Social metrics in construction are not new. In fact, many are required on publicly funded projects. But the growing importance of ESG in construction means learning how to translate those metrics on every project, not just the few that require it.

So what should construction owners and sustainability professionals be looking at when it comes to social metrics tracking for construction? Let’s break it down.

Minority/Women/Veteran Owned Business Enterprises (MWBE)

Perhaps the most common metric to track is MWBE participation, which means providing meaningful participation to MWBE’s as subcontractors or suppliers in the performance of your construction projects. This is often measured as a goal based on contractual dollar value of MWBE owned companies compared to the overall contract value.

For example, if a project has a 20% MWBE goal and a total contract value of $10 million, then at least $2 million would need to be awarded to subcontractors or supplies that are owned by MWBE.

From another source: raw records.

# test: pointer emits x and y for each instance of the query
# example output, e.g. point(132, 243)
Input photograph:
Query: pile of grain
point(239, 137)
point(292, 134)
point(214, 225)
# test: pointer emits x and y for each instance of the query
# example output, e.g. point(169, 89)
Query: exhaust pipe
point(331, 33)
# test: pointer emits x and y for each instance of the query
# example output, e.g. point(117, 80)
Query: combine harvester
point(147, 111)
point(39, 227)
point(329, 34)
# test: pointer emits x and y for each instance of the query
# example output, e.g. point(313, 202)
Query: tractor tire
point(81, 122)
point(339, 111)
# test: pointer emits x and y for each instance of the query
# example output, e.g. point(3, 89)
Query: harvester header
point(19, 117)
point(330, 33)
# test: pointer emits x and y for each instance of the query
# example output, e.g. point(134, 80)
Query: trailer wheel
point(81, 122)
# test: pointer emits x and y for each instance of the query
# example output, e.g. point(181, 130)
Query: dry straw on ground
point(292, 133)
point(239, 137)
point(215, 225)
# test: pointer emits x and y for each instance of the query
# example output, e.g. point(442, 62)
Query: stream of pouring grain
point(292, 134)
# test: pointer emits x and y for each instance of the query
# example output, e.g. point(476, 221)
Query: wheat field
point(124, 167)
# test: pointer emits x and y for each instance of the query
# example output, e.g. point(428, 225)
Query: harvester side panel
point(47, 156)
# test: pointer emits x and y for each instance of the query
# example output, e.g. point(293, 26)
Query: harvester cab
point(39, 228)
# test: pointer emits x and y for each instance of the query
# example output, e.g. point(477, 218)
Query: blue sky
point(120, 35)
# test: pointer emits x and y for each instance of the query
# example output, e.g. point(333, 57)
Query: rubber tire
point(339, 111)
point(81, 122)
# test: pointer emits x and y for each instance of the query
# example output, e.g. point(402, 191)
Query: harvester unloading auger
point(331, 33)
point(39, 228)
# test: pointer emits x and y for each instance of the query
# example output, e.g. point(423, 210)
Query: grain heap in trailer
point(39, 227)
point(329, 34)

There are other entities, such as Small Business Entities and Local Business entities, that also see performance goals established. Business can count across multiple classifications as well – a small, local, women-owned business would contribute to all three project goals.

Local Participation

Local participation varies in how your organization standardizes ESG and your team will need to determine what is appropriate for them in the markets they work in. Whether a goal is set by radius (within 25 miles of the project), region (Coastal Georgia), or zip code, organizations will need to determine their own measure of success.

Project Philanthropy

A final metric that some project teams are benchmarking is project philanthropy – have a goal of either financial contributions or volunteer hour participation from a project team and their subcontractors. This is highly company specific – there’s not an industry benchmark to establish, and can vary greatly depending on market, project size and project duration.

Supplier Diversity

Supplier Diversity is a strategic program designed to encourage using  minority-ownedwomen ownedveteran owned, LGBT-owned, service disabled veteran owned, and small businesses such as suppliers.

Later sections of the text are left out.